Michael Tiedemann turned his back on a Wall Street banking career two decades ago to build a wealth management firm targeting the world’s super-rich.
In recent years, the former Credit Suisse First Boston executive grew his business by partnering with or backing buyouts of overseas rivals. Now, after completing a merger last week with Alvarium Investments through a blank-check company, he’s eyeing further deals.
Like many investors on Wall Street, though, he's waiting to see how the economy and the markets shake out over the coming months with the outlook as uncertain as ever.
“There will be inorganic strategic opportunities for us,” Tiedemann, 51, chief executive of New York-based Alvarium Tiedemann Holdings Inc., said. “The time frame around one quarter versus the next versus next year is obviously very much to be determined.”
Tiedemann and London-based Alvarium completed their merger through a special purpose acquisition company, Cartesian Growth Corp. That came after navigating the precarious market for SPACs, which has undergone a painful reversal following a pandemic-era boom.
Each of the two firms brought about $30 billion in assets, making Alvarium Tiedemann one of the world’s biggest publicly traded money managers that focuses on the ultra-wealthy.
The combined company’s shares have sunk as much as 46% since they began trading in New York last Wednesday, highlighting the volatility of SPAC deals, and were down 8% to $8.74 at 12:09 p.m. Monday Still, Tiedemann said he and his partners, along with their investors, favored the structure because they weren’t looking to offload stock. Members of Qatar’s ruling dynasty, the Al-Thani family, are among Alvarium’s investors, UK filings show.
“We’re committed to building this long term,” said Tiedemann, who previously led Credit Suisse First Boston’s sales trading for Latin America. “We felt strongly that the environment for SPACs was going to get more challenging.”
The competition to manage super-rich customers’ wealth has ramped up in recent years, with Wall Street giants including Goldman Sachs Group Inc. and Citigroup Inc. expanding their private banking operations outside the U.S. Tiedemann said he sees being a listed business as a way to boost hiring.

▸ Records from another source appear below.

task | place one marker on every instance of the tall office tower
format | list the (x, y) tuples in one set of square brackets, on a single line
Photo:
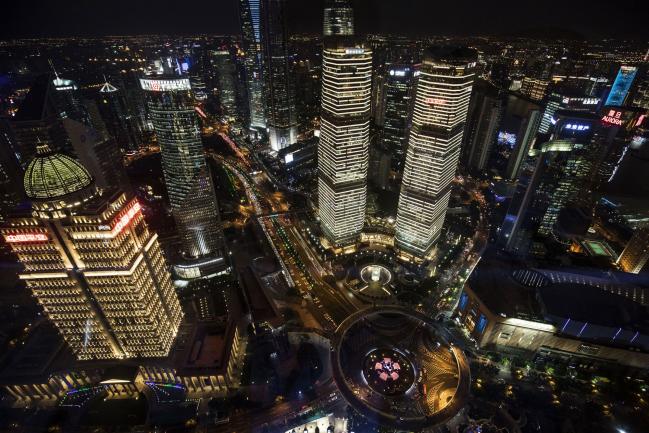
[(121, 124), (397, 106), (534, 89), (567, 98), (483, 123), (635, 256), (281, 117), (338, 18), (641, 97), (560, 177), (38, 121), (226, 75), (343, 151), (250, 17), (377, 106), (92, 263), (621, 86), (187, 175), (441, 104)]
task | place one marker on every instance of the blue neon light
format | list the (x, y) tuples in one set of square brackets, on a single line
[(621, 85), (463, 301), (482, 323)]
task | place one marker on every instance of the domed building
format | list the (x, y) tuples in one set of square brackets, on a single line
[(92, 263), (54, 181)]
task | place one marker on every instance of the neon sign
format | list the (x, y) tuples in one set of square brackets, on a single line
[(126, 218), (435, 101), (165, 85), (577, 127), (200, 112), (614, 117), (30, 237)]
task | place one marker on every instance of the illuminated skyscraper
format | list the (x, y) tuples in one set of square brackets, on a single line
[(281, 117), (93, 264), (635, 256), (187, 176), (338, 18), (483, 122), (250, 18), (621, 85), (398, 91), (343, 152), (441, 105), (226, 75)]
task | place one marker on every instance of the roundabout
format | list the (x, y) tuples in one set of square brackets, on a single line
[(388, 372), (395, 367), (375, 281)]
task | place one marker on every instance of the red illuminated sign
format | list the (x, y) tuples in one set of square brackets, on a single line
[(613, 117), (29, 237), (435, 101), (200, 112), (126, 218)]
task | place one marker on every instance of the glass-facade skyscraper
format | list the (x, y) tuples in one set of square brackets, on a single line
[(440, 111), (398, 91), (250, 18), (343, 152), (338, 18), (281, 117), (187, 175)]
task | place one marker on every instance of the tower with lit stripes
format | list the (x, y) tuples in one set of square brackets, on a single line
[(187, 175), (249, 15), (441, 104), (92, 263), (343, 151)]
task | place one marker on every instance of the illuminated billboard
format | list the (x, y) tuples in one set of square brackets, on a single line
[(621, 86), (613, 117), (165, 85), (26, 237)]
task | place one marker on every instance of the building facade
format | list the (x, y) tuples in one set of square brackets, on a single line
[(338, 18), (343, 152), (121, 124), (92, 263), (281, 117), (187, 176), (635, 256), (397, 106), (440, 110), (483, 123), (250, 18)]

“It’s easier to equitize employees — it’s another tool for us to use,” he said. “We compete directly with the global banks, and we feel we have a superior client offering.”
Tiedemann is targeting investments in real estate companies and alternative-asset managers for the firm, which partly grew out of a multimanager hedge fund business set up by his father Carl, a former president of Donaldson Lufkin & Jenrette.
Tiedemann teamed up with his father in 2000 to build a wealth adviser, which eventually expanded to about a dozen offices across the U.S. He branched out internationally through a joint venture with another former Credit Suisse banker’s Swiss wealth firm in 2019 to form Tiedemann Constantia, which bought London multifamily office Holbein Partners two years later.
Alavarium, meantime, was also established as a multifamily office offering wealth and asset-management services. Set up in 2009, the firm has similarly expanded through investing in other businesses, buying French asset manager Iskander and New Zealand ethical investment firm Pathfinder in the past five years.
“It’s rare that you meet a group that has pieces that fit as well,” Tiedemann said.
Tiedemann, who said he never thought he’d be running a publicly traded business when he quit banking, is scheduled to ring Nasdaq’s opening bell Thursday. It comes more than two years after the possibility of combining his business with Alvarium — the Latin word for hive — was first broached.
“This is a year where we have to prove ourselves,” he said. “We’ve done that as a private company and now it’s our opportunity and obligation to prove we are going to be an exciting public company.”